Neural style transfer in PyTorch.

Overview

style-transfer-pytorch

An implementation of neural style transfer (A Neural Algorithm of Artistic Style) in PyTorch, supporting CPUs and Nvidia GPUs. It does automatic multi-scale (coarse-to-fine) stylization to produce high-quality high resolution stylizations, even up to print resolution if the GPUs have sufficient memory. If two GPUs are available, they can both be used to increase the maximum resolution. (Using two GPUs is not faster than using one.)

The algorithm has been modified from that in the literature by:

  • Using the PyTorch pre-trained VGG-19 weights instead of the original VGG-19 weights

  • Changing the padding mode of the first layer of VGG-19 to 'replicate', to reduce edge artifacts

  • When using average or L2 pooling, scaling the result by an empirically derived factor to ensure that the magnitude of the result stays the same on average (Gatys et al. (2015) did not do this)

  • Using an approximation to the MSE loss such that its gradient L1 norm is approximately 1 for content and style losses (in order to approximate the effects of gradient normalization, which produces better visual quality)

  • Normalizing the Gram matrices by the number of elements in each feature map channel rather than by the total number of elements (Johnson et al.) or not normalizing (Gatys et al. (2015))

  • Taking an exponential moving average over the iterates to reduce iterate noise (each new scale is initialized with the previous scale's averaged iterate)

  • Warm-starting the Adam optimizer with scaled-up versions of its first and second moment buffers at the beginning of each new scale, to prevent noise from being added to the iterates at the beginning of each scale

  • Using non-equal weights for the style layers to improve visual quality

  • Stylizing the image at progressively larger scales, each greater by a factor of sqrt(2) (this is improved from the multi-scale scheme given in Gatys et al. (2016))

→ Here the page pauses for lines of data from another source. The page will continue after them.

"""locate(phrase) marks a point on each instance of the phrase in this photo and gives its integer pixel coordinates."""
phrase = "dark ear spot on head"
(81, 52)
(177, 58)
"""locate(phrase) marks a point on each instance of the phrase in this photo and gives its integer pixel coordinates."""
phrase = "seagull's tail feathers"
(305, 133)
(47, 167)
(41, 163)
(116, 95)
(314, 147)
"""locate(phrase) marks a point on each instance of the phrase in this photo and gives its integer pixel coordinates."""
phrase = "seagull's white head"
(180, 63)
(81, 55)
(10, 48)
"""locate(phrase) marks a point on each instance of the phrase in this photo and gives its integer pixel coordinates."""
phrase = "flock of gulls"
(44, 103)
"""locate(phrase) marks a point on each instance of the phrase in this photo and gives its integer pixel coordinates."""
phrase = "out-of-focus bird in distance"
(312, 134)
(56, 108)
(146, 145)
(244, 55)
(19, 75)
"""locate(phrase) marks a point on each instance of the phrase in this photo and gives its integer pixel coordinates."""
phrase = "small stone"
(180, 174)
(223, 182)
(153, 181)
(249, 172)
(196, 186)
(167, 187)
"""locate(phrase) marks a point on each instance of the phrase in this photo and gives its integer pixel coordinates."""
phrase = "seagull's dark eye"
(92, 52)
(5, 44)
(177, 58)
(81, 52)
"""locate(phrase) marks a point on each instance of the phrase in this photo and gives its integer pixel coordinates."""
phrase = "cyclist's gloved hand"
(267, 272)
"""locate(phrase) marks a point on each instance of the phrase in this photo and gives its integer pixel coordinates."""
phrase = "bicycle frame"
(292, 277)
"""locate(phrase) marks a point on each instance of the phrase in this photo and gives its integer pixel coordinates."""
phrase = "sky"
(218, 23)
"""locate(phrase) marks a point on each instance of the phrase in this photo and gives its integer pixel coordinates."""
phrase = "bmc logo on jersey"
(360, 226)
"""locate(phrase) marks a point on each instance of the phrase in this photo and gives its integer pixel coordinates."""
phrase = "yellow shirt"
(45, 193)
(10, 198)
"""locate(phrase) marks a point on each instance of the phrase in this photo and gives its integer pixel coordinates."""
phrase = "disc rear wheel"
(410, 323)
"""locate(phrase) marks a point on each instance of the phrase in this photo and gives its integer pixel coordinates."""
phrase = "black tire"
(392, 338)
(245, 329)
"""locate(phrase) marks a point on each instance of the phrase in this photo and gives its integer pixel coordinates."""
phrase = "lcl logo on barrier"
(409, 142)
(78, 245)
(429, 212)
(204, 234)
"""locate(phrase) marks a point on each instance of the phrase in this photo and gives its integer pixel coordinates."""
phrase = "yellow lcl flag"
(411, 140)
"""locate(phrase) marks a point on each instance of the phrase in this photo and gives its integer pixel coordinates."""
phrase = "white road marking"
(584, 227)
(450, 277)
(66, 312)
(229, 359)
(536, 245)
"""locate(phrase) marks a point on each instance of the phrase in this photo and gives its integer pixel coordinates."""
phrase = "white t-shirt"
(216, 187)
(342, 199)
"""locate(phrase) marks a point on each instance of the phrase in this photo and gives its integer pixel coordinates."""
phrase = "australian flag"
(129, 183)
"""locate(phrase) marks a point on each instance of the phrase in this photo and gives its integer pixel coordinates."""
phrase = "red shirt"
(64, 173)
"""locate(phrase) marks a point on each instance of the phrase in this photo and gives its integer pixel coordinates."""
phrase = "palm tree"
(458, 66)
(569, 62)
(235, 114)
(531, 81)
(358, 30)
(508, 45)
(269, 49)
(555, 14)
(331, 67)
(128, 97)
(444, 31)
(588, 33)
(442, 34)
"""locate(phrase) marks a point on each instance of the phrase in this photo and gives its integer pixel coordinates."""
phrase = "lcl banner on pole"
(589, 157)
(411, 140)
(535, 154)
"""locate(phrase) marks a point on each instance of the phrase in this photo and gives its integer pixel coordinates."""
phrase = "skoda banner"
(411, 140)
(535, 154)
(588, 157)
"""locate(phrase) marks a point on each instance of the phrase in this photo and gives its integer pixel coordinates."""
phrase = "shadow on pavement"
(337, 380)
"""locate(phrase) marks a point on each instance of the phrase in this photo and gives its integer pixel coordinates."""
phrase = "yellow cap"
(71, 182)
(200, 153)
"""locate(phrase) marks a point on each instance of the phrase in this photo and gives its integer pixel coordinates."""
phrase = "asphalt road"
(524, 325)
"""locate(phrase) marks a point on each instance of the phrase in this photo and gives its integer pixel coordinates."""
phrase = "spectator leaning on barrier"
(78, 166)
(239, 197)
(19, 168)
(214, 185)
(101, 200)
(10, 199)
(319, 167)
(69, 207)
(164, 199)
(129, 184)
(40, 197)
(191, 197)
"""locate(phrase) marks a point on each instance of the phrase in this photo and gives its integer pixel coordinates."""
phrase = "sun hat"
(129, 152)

Example outputs (click for the full-sized version)

Installation

Python 3.6+ is required.

PyTorch is required: follow their installation instructions before proceeding. If you do not have an Nvidia GPU, select None for CUDA. On Linux, you can find out your CUDA version using the nvidia-smi command. PyTorch packages for CUDA versions lower than yours will work, but select the highest you can.

To install style-transfer-pytorch, first clone the repository, then run the command:

pip install -e PATH_TO_REPO

This will install the style_transfer CLI tool. style_transfer uses a pre-trained VGG-19 model (Simonyan et al.), which is 548MB in size, and will download it when first run.

If you have a supported GPU and style_transfer is using the CPU, try using the argument --device cuda:0 to force it to try to use the first CUDA GPU. This should print an informative error message.

Basic usage

style_transfer CONTENT_IMAGE STYLE_IMAGE [STYLE_IMAGE ...] [-o OUTPUT_IMAGE]

Input images will be converted to sRGB when loaded, and output images have the sRGB colorspace. If the output image is a TIFF file, it will be written with 16 bits per channel. Alpha channels in the inputs will be ignored.

style_transfer has many optional arguments: run it with the --help argument to see a full list. Particularly notable ones include:

  • --web enables a simple web interface while the program is running that allows you to watch its progress. It runs on port 8080 by default, but you can change it with --port. If you just want to view the current image and refresh it manually, you can go to /image.

  • --devices manually sets the PyTorch device names. It can be set to cpu to force it to run on the CPU on a machine with a supported GPU, or to e.g. cuda:1 (zero indexed) to select the second CUDA GPU. Two GPUs can be specified, for instance --devices cuda:0 cuda:1. style_transfer will automatically use the first visible CUDA GPU, falling back to the CPU, if it is omitted.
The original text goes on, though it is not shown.